Iran test-fired long-range missiles capable of reaching Israel yesterday in a move that was as arrogant as it was poorly timed.  World leaders were already doubting Iran’s sincerity towards nuclear negotiations after discovering a second, secret enrichment facility late last week (it was reported on Friday).  So, just as the world is shining fresh light on the country, it decides to go ahead with a missile test – capable of hitting Israel – on no less a day than Yom Kippur, the holiest day in the Hebrew calendar.  The timing could not possibly have been worse nor could Iran have displayed any greater hubris.  It is as if Mr Ahmadinejad is inviting Israel to attack Iran’s nuclear facilities. 
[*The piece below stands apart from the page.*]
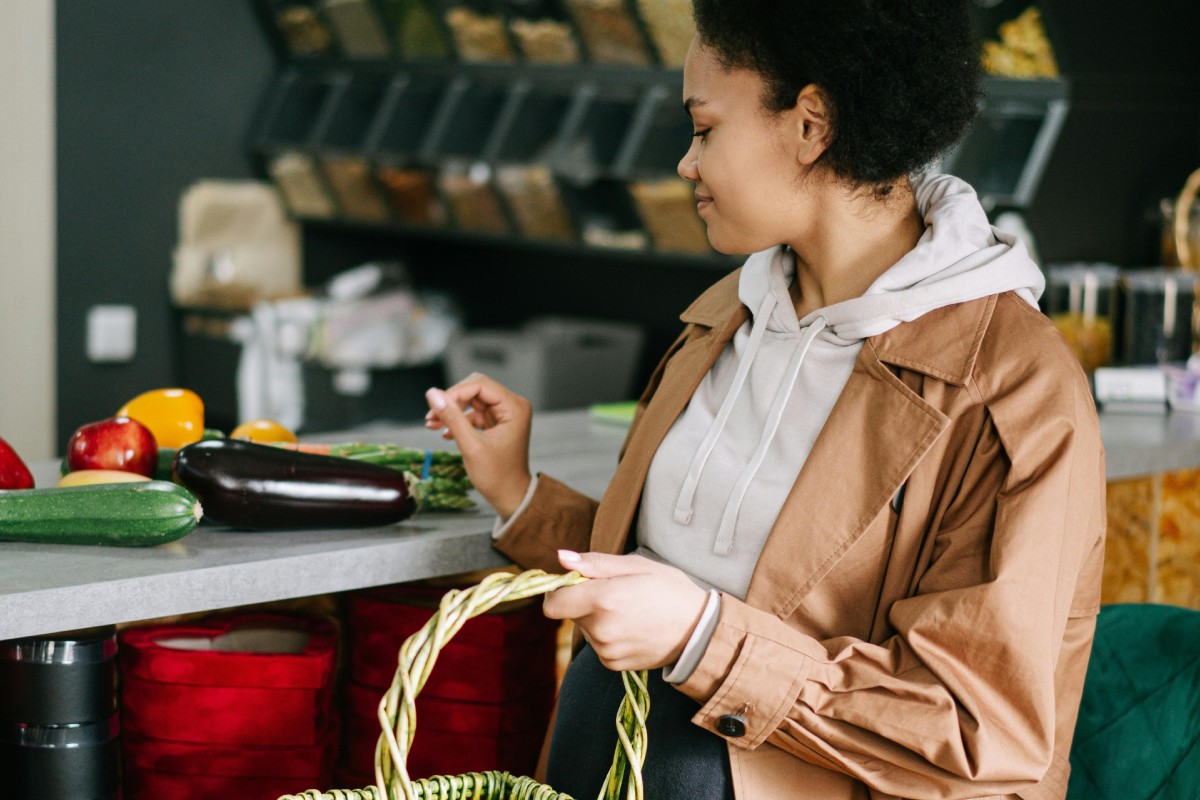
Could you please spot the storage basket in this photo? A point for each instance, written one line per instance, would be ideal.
(397, 710)
(1181, 229)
History is filled with plenty of instances of bad timing, but yesterday’s missile test strikes us as being as insulting to Israel and its friends as the West would be by holding a noon pig roast in Karbala on the first day of Ramadan.  It’s just extraordinary, really.  And, if that was not bad enough – and it really was – Iran’s Chief of Staff (of its armed services) said yesterday, “Israel is a paper tiger and when they say that Israel is going to attack Iran, it is a bluff.” 

Iran is a much bigger threat to this market’s ability to track its fundamentals than equities or currencies.  Tomorrow’s DOE report will still be a major factor in this week’s trading, but Iran is capable of capturing the headlines from here.


Technicals

           Oil prices rallied after finding support at 160.10 in gasoline, which was its low on July 13th, above 165.85 at 166.90 (the 165.85-167.00 area is now a support region), and $65.41 in crude, in which there is support from $65.05-$65.40 now.  There are still objectives to $58.00 in crude, 158.50 in heat and 151.37-151.77 in gasoline.

Dollars per barrel.

AboveThe crack spread reached a new low at $2.59 for 2009.  This spread was at $2.51 on December 31st, 2008.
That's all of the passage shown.